Перевернул я ногой изуродованную машину.
– Капец, – говорю.
А отец:
– Где ты теперь, засранец, будешь доставать к ней полотно?!
А я ему:
– Ну а на что оно тебе теперь, к чему ты его – к телеге, что ли, станешь присобачивать?!
– О-о-о-ой! – слышу, застонал отец. – Покажи! – кричит.

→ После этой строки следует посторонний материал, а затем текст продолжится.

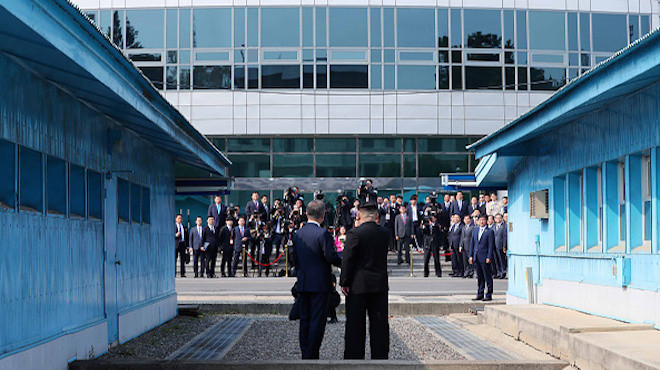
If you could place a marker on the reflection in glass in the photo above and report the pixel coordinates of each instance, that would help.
(348, 26)
(212, 77)
(546, 30)
(335, 165)
(154, 74)
(336, 145)
(293, 165)
(380, 165)
(415, 27)
(349, 76)
(483, 77)
(416, 77)
(483, 28)
(378, 145)
(293, 145)
(547, 78)
(249, 165)
(434, 164)
(609, 32)
(280, 27)
(211, 27)
(248, 145)
(280, 76)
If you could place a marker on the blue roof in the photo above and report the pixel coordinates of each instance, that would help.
(629, 70)
(59, 43)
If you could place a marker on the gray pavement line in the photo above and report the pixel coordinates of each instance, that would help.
(229, 346)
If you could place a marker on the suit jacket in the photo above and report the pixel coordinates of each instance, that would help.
(445, 215)
(219, 217)
(225, 236)
(466, 237)
(420, 212)
(401, 229)
(238, 243)
(211, 237)
(500, 236)
(462, 211)
(472, 208)
(454, 237)
(195, 239)
(314, 254)
(364, 267)
(250, 208)
(178, 240)
(482, 249)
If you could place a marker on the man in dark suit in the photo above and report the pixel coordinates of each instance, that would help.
(364, 282)
(403, 234)
(226, 241)
(454, 240)
(242, 240)
(416, 213)
(483, 248)
(459, 206)
(195, 246)
(433, 240)
(210, 245)
(465, 247)
(218, 211)
(180, 238)
(255, 206)
(499, 228)
(313, 256)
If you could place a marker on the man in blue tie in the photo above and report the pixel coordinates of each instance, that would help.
(483, 248)
(314, 254)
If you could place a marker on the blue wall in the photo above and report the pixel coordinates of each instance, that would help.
(627, 126)
(54, 278)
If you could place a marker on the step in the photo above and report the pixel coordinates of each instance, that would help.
(587, 341)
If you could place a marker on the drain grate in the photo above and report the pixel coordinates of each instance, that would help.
(464, 341)
(212, 343)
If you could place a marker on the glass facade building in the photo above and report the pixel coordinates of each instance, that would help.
(321, 95)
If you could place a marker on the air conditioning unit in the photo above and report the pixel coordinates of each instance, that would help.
(538, 204)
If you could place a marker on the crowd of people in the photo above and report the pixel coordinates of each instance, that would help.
(258, 237)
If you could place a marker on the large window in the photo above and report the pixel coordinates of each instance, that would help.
(56, 199)
(8, 178)
(280, 27)
(211, 27)
(30, 179)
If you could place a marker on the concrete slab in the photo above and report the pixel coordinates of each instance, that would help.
(587, 341)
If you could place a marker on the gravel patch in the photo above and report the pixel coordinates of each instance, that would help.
(163, 340)
(277, 339)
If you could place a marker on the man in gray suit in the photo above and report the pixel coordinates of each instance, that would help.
(500, 247)
(403, 231)
(196, 246)
(465, 247)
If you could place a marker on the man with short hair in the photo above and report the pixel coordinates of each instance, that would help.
(500, 247)
(314, 254)
(196, 247)
(454, 240)
(180, 237)
(218, 211)
(210, 246)
(227, 246)
(364, 282)
(402, 233)
(483, 247)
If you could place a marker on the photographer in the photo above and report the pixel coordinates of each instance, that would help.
(367, 192)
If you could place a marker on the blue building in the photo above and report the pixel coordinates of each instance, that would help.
(88, 148)
(583, 178)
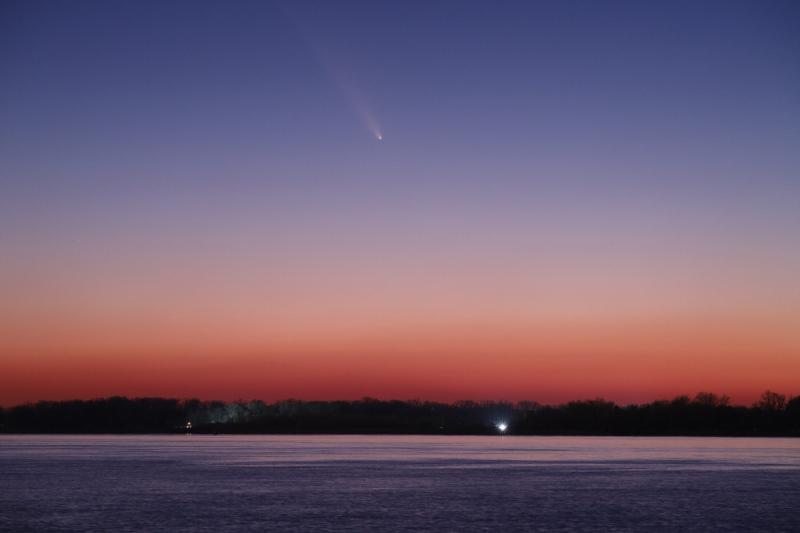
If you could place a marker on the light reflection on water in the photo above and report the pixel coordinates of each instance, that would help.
(394, 483)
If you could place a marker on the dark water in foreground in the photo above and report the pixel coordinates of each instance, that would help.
(367, 483)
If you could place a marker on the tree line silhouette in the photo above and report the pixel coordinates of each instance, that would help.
(705, 414)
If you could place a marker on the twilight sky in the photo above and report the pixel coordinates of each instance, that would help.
(570, 200)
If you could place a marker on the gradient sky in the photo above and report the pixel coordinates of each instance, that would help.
(571, 199)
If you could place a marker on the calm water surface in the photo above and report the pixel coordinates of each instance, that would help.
(387, 483)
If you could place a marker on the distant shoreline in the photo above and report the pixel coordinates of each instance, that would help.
(705, 415)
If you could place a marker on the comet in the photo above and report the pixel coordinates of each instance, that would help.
(340, 77)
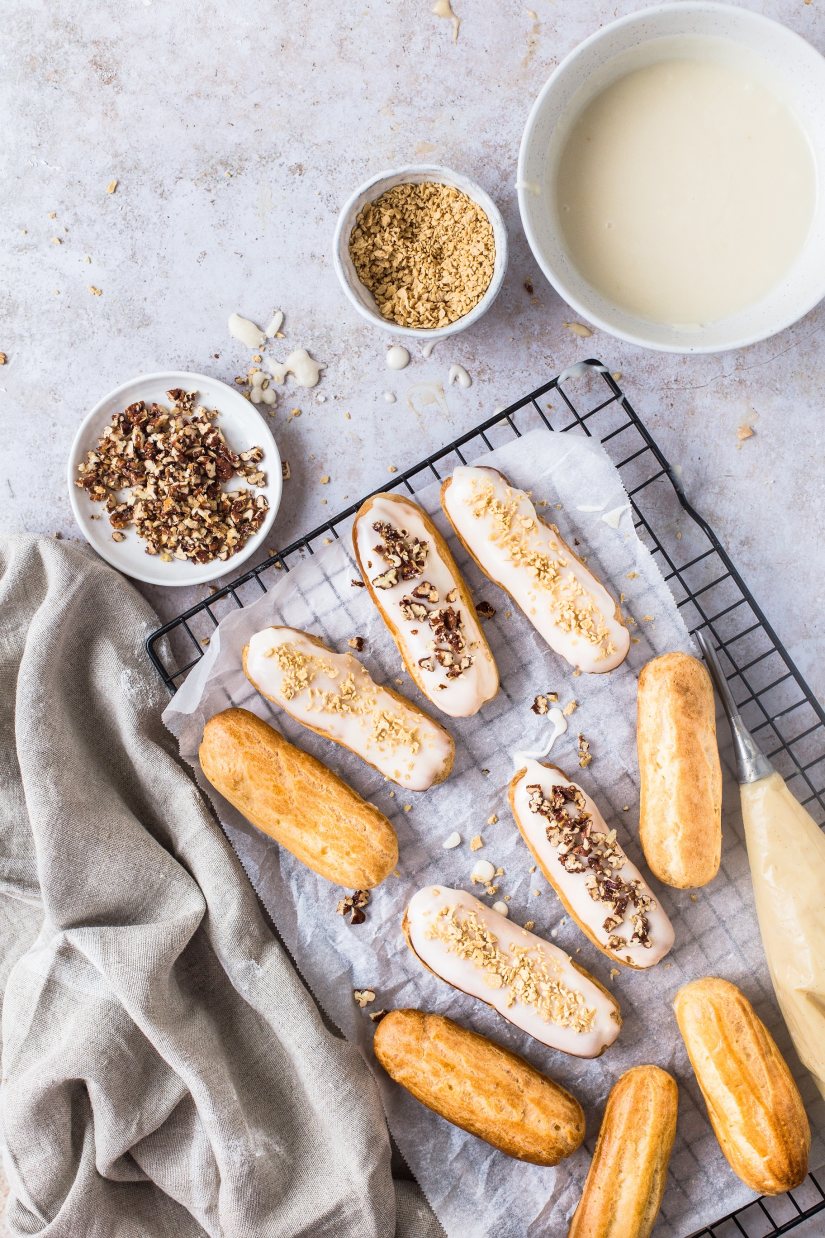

Подмяло отца, слава Богу, удачно: тело в ветвях, а ноги под стволом, вдавило их в мох, но так, недошеверёдно, кости не повредило, – вот и болото, и кляни его после этого.
– Покажи, дурак! – слышу.
– А что, тебе легче станет?! – спрашиваю.
– Покажи-и-и-и-ы! – требует.
– Да ты же всё равно не видишь, – повернувшись на его голос, говорю.
– Сучья-то обруби, холера, и увижу! – кричит отец. – Я чё, так кругляшом лежать теперь и буду?! Рёбра-то вымнет, хоть и ветви!
Обрубил сучья, под нос отцу пилу поставил, он, шею выгнув, заорал:
– Да отнеси чуть-чуть!.. Блоха, ли чё ли… в глаза-то самые суёшь!
Отодвинул я пилу, спросил:
– Достаточно? – и сел на пень покурить.
Смотрел-смотрел отец на пилу, а потом плотно, как от дыма едкого, зажмурился и запричитал:
– Ох, мать честная, и дурак, ох, скотский род, и выродок! – И пока курил я, пока вырубал крепкий стяжок, пока пыжился, приподнимая комель ели, придавивший отца, многое о себе узнал и услышал впервые, узнал бы что-нибудь ещё, но был отправлен я от той деляны далеко, откуда не услышишь.
Освободившись, ель, к моему удивлению, отец пинать не стал, сел на неё, достал из пачки, что находилась в кармане его телогрейки, мятую, сырую папиросу и, растянув её кое-как, закурил, при этом так, будто наседка: ох-квох-ох-квох, – редко бывал таким он многословным.